Là, j’ai un peu glissé, je suis allé plus vite que je ne pensais, mais il serait déloyal de revenir en arrière. Tu as donc le droit de penser а ma bite. Mais sans te jeter dessus. Sans te presser. Je suis sûr que tout de suite tu ne penses qu’а te l’enfoncer tout du long et à te branler en même temps, mais non, il va falloir patienter, suivre mon rythme qui en gros consiste а toujours ralentir, retarder, retenir. J’ai été éjaculateur précoce dans ma jeunesse, c’est une expérience affreuse, il y a de quoi se suicider, c’est ce qu’a fait Cesare Pavese, et de cette expérience affreuse m’est venue par la suite la conviction que la plus grande jouissance consiste а être tout le temps au bord de la jouissance. C’est lа que j’aime être, exactement: au bord, et toujours repousser ce bord, effiler toujours plus cette pointe. Tu trouvais ça un peu perturbant au début, maintenant non. Maintenant tu aimes qu’avant de te lécher je te caresse longtemps le clitoris rien qu’en respirant très près, en jouant de la chaleur du souffle, en étirant l’attente du premier coup de langue. Tu aimes qu’avant de te l’enfoncer а fond et de te tringler je reste longtemps le gland а l’entrée de tes lèvres, tu aimes alors me dire en me regardant dans les yeux que tu aimes ma bite dans ta chatte, tu aimes le répéter et c’est ce que tu vas faire maintenant. Là, dans le train. Tu vas dire «j’ai envie de ta bite dans ma chatte», а voix très basse évidemment, mais tu vas le dire quand même, pas seulement en pensée, tu vas former les sons avec tes lèvres. Tu vas prononcer ces mots aussi fort que tu peux le faire sans que tes voisins t’entendent. Tu vas chercher ce seuil sonore et t’en approcher aussi près que tu peux sans le franchir. Tu as déjа vu quelqu’un réciter un chapelet? Fais pareil. Le mantra de base étant «j’ai envie de ta bite dans ma chatte», toutes les variations sont bienvenues et je compte bien que tu donnes libre cours à ton imagination. Vas-y. Jusqu’à Poitiers qui ne doit plus être très loin, si mes calculs sont bons.

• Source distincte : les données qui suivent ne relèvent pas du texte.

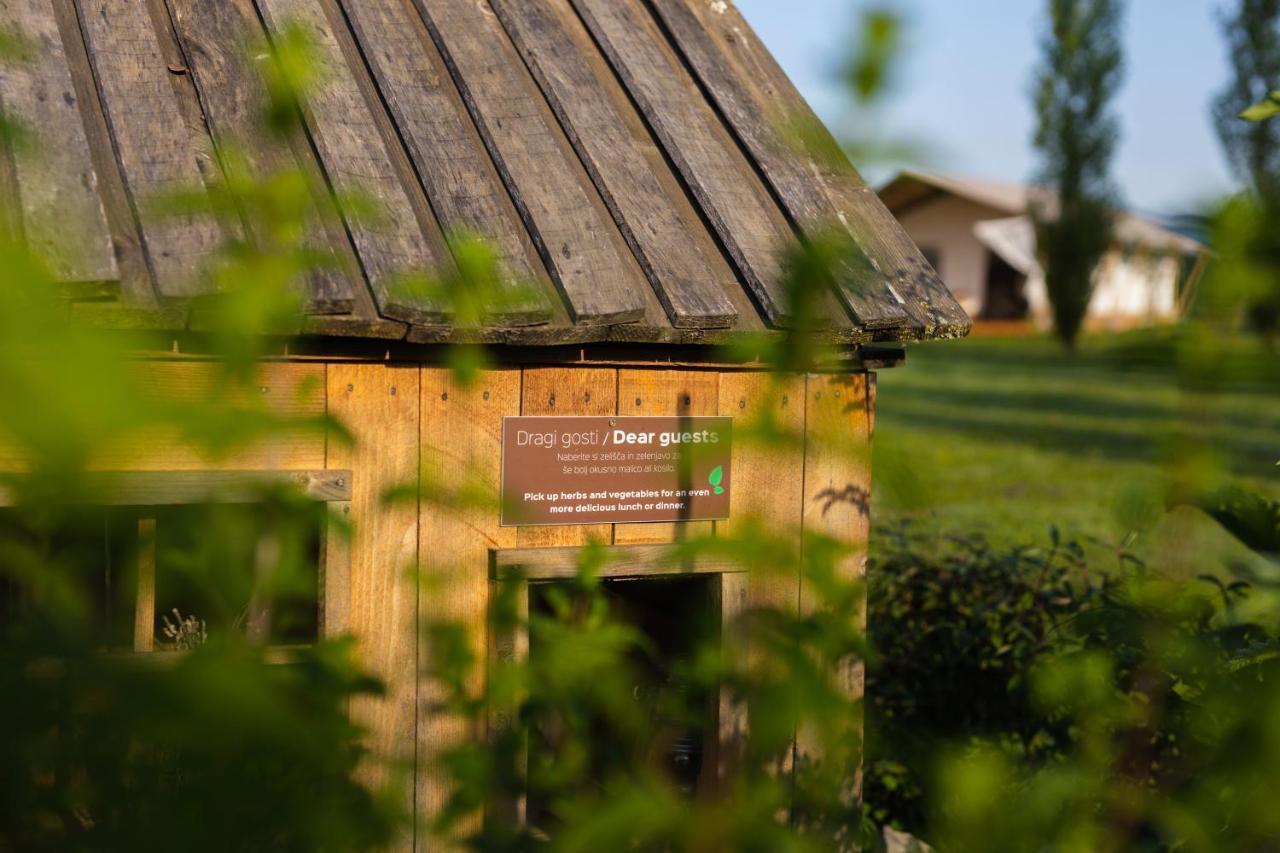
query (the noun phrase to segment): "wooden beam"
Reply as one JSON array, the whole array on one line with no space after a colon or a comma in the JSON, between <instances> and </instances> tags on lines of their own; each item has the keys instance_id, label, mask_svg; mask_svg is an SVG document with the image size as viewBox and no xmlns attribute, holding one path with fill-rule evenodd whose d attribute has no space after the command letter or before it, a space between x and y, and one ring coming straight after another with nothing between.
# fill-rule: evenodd
<instances>
[{"instance_id":1,"label":"wooden beam","mask_svg":"<svg viewBox=\"0 0 1280 853\"><path fill-rule=\"evenodd\" d=\"M319 634L340 637L351 628L351 501L332 503L329 511L320 548Z\"/></svg>"},{"instance_id":2,"label":"wooden beam","mask_svg":"<svg viewBox=\"0 0 1280 853\"><path fill-rule=\"evenodd\" d=\"M138 583L133 602L133 651L156 647L156 520L138 519Z\"/></svg>"},{"instance_id":3,"label":"wooden beam","mask_svg":"<svg viewBox=\"0 0 1280 853\"><path fill-rule=\"evenodd\" d=\"M95 506L183 506L257 503L262 491L294 485L314 501L349 501L349 470L317 471L91 471L77 496ZM0 507L13 494L0 489Z\"/></svg>"},{"instance_id":4,"label":"wooden beam","mask_svg":"<svg viewBox=\"0 0 1280 853\"><path fill-rule=\"evenodd\" d=\"M745 654L745 637L740 620L749 605L749 578L742 573L726 573L712 584L712 617L721 629L721 654L723 660L741 660ZM699 779L703 792L727 797L732 793L733 774L741 766L746 747L746 703L736 698L727 685L722 685L710 701L710 725L707 730L705 758Z\"/></svg>"},{"instance_id":5,"label":"wooden beam","mask_svg":"<svg viewBox=\"0 0 1280 853\"><path fill-rule=\"evenodd\" d=\"M497 580L564 580L575 578L582 548L495 548L490 574ZM600 578L658 578L671 575L722 575L746 571L736 560L719 555L680 556L666 544L608 546L596 575Z\"/></svg>"}]
</instances>

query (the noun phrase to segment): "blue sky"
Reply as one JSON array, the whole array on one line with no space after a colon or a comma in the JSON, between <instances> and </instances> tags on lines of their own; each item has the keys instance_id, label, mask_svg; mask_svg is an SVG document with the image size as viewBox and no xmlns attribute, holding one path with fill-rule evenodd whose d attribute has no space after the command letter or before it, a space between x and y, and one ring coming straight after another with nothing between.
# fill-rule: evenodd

Pendant ce temps, moi, je pense à tes voisins. Il faut avouer que je ne suis pas très à l’aise avec ces personnages qu’il est tentant d’utiliser, mais qui échappent dangereusement à mon contrôle. J’ai bien conscience, du reste, que cette lettre présente à la fois l’aspect délicieux d’un objet de pur plaisir et celui, légèrement angoissant, d’un truc de control freak caractérisé. Si tout s’est bien passé, si tu as respecté les temps indiqués, tu lis cette page le samedi 20 juillet vers 16 h 15, le train venant de repartir après l’arrêt à Poitiers. Moi, je l’ai écrite fin mai, avant de partir en Russie. J’ai demandé très tôt aux gens du Monde qu’on fixe la date de parution, ils ne comprenaient pas pourquoi j’y attachais tant d’importance, alors je leur ai dit comme à toi que c’était une histoire d’anticipation et que, pour anticiper, j’avais besoin d’une échéance précise. C’était vrai. Je ne savais pas encore ce que nous ferions au mois d’août, en revanche il était entendu qu’а partir de la mi-juillet je serais avec mes fils chez mes parents, dans l’île de Ré, et que tu nous y rejoindrais la deuxième semaine. Les nouvelles paraissant le samedi, il fallait que tu prennes le train ce samedi-ci, et surtout pas avant 14 heures, pour que Le Monde soit déjа en kiosque. Avec l’espoir qu’en cette période de vacances il serait difficile de le changer, j’ai pris soin de réserver à l’avance ton billet. On peut donc dire qu’en bon obsessionnel j’ai mis le maximum de chances de mon côté. Mais ça ne m’empêche pas de savoir, comme le sait tout obsessionnel, que de l’autre côté il y a le hasard, l’imprévu, tout ce qui peut foutre en l’air les plans les mieux goupillés. Et lа, c’est l’horreur.